Prognostic Biomarkers

ER belongs to a superfamily of nuclear hormone receptors. It functions as a transcription factor when activated by its ligand estrogen and plays a key role in regulating growth, differentiation and tumorigenesis in breast. There are two known isoforms of estrogen receptor: ERα and ERβ. The current assays in clinical breast cancer measure only ERα. Nearly all the laboratories today measure ER by immunohistochemistry. For more information see ER by IHC.
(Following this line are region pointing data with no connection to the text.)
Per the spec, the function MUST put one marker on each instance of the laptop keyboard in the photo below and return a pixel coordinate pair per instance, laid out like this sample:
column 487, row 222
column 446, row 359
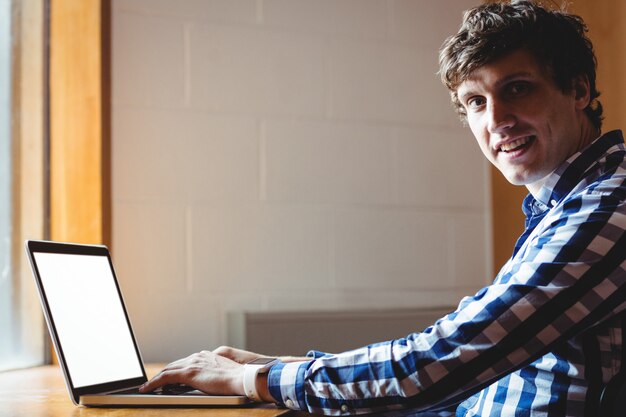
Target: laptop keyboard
column 174, row 389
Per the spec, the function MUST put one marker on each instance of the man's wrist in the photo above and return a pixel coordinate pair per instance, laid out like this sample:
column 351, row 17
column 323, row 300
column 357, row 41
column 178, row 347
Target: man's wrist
column 255, row 379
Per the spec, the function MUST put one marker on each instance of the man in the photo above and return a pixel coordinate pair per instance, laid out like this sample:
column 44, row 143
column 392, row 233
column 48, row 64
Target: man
column 546, row 336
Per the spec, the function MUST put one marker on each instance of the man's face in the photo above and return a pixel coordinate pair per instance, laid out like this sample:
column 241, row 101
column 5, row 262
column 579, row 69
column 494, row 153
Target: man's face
column 525, row 125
PR belongs to a superfamily of nuclear hormone receptors. ER induces PR expression, and therefore PR status serves as an indicator of an intact ER pathway. There are two known isoforms of PR: PR-A and PR-B. The current assays in clinical breast cancer measure both isoforms. Nearly all the laboratories today measure PR by immunohistochemistry. For more information see PR by IHC.

Proliferation index is an important prognostic factor in breast cancer. The Ki-67 protein is expressed in all phases of the cell cycle except G0 and serves as a good marker for proliferation. Studies that have evaluated proliferation index by K-i67 IHC in breast cancer have shown a significant correlation between high proliferation rates and shorter disease free and overall survival(1-4). For more information see Ki-67 Proliferation Index.
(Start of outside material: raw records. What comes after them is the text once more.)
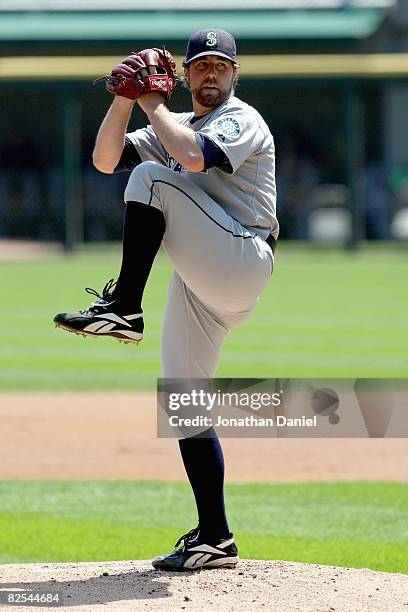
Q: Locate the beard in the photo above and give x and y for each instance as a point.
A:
(211, 98)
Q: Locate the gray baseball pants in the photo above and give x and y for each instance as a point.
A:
(221, 268)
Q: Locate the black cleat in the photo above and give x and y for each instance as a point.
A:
(103, 318)
(196, 554)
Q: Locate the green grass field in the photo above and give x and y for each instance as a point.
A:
(324, 314)
(355, 525)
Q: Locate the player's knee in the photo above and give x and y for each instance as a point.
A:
(142, 179)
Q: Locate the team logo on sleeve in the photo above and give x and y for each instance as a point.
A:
(227, 127)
The proto-oncogene HER-2/neu (c-erbB-2) resides on chromosome 17q and encodes a trans-membrane tyrosine kinase growth factor receptor. Amplification of the HER-2/neu gene, or overexpression of the HER-2/neu protein, is found in 20-30 percent of breast cancers. Amplified or overexpressed HER-2/neu is a weak unfavorable prognostic factor in untreated breast cancer patients. The predictive implications of HER-2 alterations are more complex and include resistance to hormonal therapy (1, 2), resistance to CMF chemotherapy (3, 4), responsiveness to doxorubicin (5-7), and responsiveness to Trastuzumab (Herceptin®) therapies (8, 9). The primary indication for assessing HER-2/neu today is to identify patients who might benefit from trastuzumab therapy.

The proto-oncogene HER-2/neu (c-erbB-2) resides on chromosome 17q and encodes a trans-membrane tyrosine kinase growth factor receptor. Amplification of the HER-2/neu gene, or overexpression of the HER-2/neu protein, is found in 20-30 percent of breast cancers. There is a greater than 90 percent correlation between gene amplification and protein overexpression. Some studies suggest that HER-2 gene amplification assessed by Fluorescent In Situ Hybridization (FISH) may improve the predictive ability of this marker for Trastuzumab (Herceptin®) therapies (1, 2), especially in the 10-20 percent of cases with equivocal (i.e. 2+) results for protein expression by IHC . The primary indication for assessing HER-2 by FISH today is in cases with equivocal IHC results (3, 4).